Maud contuvo un suspiro. Cuando un hombre solo se le acercaba, por lo general lo hacía con la intención de cortejarla, y ella tenía que rechazarlo sin admitir que estaba casada, lo cual en ocasiones resultaba difícil. En esos tiempos, eran tantos los solteros de clase alta que habían muerto en la guerra que hasta los hombres menos atractivos probaban suerte con ella: hijos de magnates arruinados, más jóvenes que ella; clérigos enclenques con mal aliento, incluso homosexuales en busca de una esposa que les diera una pátina de respetabilidad.
Gus, no obstante, tampoco era mal partido. No era atractivo ni poseía la elegancia natural de hombres como Walter y Fitz, pero era perspicaz, albergaba ideales elevados y compartía el interés apasionado de Maud por los asuntos del mundo. Pese a ello, su ligera torpeza, física y social, combinada con una franqueza algo tosca, le confería cierto encanto. De haber estado soltera Maud, habría podido incluso tener una oportunidad.
Gus se sentó a su lado en un sofá tapizado con seda amarilla.
—Es un placer volver a estar en Ty Gwyn —dijo.
—Estuvo aquí poco antes de la guerra —recordó Maud.
Nunca olvidaría aquel fin de semana de enero de 1914, cuando el rey se había alojado allí y se había producido la tragedia en la mina de Aberowen. Lo que recordaba con mayor claridad —le avergonzaba admitir— era su beso con Walter. Deseó poder volver a besarlo en ese momento. ¡Qué tontos habían sido de no ir más allá! Se arrepentía de no haber hecho el amor con él entonces, y de no haberse quedado embarazada, porque ello los habría obligado a casarse con indecorosa precipitación y a exiliarse para vivir en perpetua deshonra en algún lugar temible como Rodesia o Bengala. Todas las consideraciones que los habían cohibido —los padres, la sociedad, la trayectoria profesional— parecían banales en comparación con la terrible posibilidad de que Walter muriera y ella no pudiera volver a verlo.

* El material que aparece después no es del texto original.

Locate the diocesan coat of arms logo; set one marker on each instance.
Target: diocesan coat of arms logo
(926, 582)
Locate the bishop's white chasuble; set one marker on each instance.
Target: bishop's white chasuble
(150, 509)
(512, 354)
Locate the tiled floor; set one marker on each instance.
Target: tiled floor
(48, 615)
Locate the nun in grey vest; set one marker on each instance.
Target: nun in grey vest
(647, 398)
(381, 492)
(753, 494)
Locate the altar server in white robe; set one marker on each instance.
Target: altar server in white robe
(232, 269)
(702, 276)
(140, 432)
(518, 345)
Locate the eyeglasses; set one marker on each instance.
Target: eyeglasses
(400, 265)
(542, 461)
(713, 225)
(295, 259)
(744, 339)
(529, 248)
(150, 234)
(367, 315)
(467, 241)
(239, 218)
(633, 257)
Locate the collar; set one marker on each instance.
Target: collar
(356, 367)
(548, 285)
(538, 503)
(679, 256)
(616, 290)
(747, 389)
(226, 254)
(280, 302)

—¿Cómo pueden ser los hombres tan estúpidos para ir a la guerra —le preguntó a Gus—, y para seguir luchando cuando el coste en vidas humanas hace ya mucho tiempo que empequeñeció cualquier posible ganancia?
—El presidente Wilson cree que ambos bandos deberían considerar la paz sin victoria.

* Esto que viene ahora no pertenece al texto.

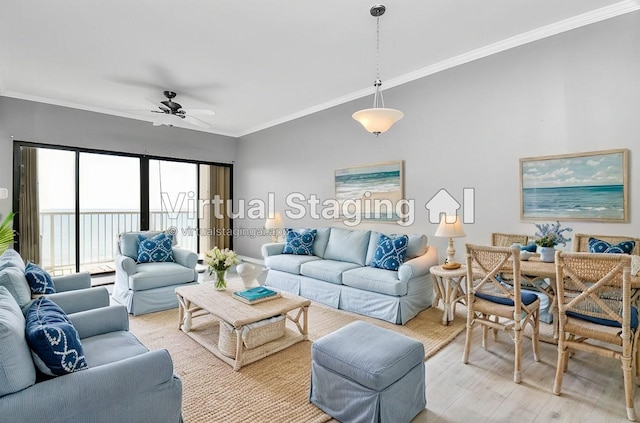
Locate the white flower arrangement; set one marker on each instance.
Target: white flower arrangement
(220, 260)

Ella se sintió aliviada de que él no quisiera decirle que tenía los ojos muy bonitos o alguna sandez semejante.
—Estoy de acuerdo con el presidente —dijo Maud—. El ejército británico ya ha perdido a un millón de hombres. Solo en el Somme ha habido cuatrocientas mil bajas.
—Pero ¿qué opina el pueblo británico?
Maud meditó la respuesta.
—La mayoría de los periódicos siguen fingiendo que el Somme ha sido una gran victoria. Cualquier tentativa de hacer una valoración realista se tacha de antipatriótica. Estoy segura de que lord Northcliffe preferiría vivir en una dictadura militar. Pero la mayor parte de nuestro pueblo es consciente de que no estamos progresando mucho.
—Los alemanes podrían estar a punto de proponer conversaciones de paz.
—Oh, espero que esté en lo cierto.
—Creo que pronto podría alcanzarse una propuesta formal.
Maud lo miró fijamente.
—Discúlpeme —dijo—. Creía que solo estaba charlando conmigo por cortesía. Pero veo que no es así. —Se sentía emocionada. ¿Conversaciones de paz? ¿Cómo podría conseguirse eso?
—No, no hablo por hablar —le confirmó Gus—. Sé que tiene amigos en el gobierno liberal.
—En realidad, ya no es un gobierno liberal —repuso ella—. Es una coalición, con varios ministros conservadores en el gabinete.
—Discúlpeme, no me he expresado bien. Tenía conocimiento de la coalición. De todos modos, Asquith sigue siendo primer ministro, y es liberal, y sé que usted tiene relación con muchos líderes liberales.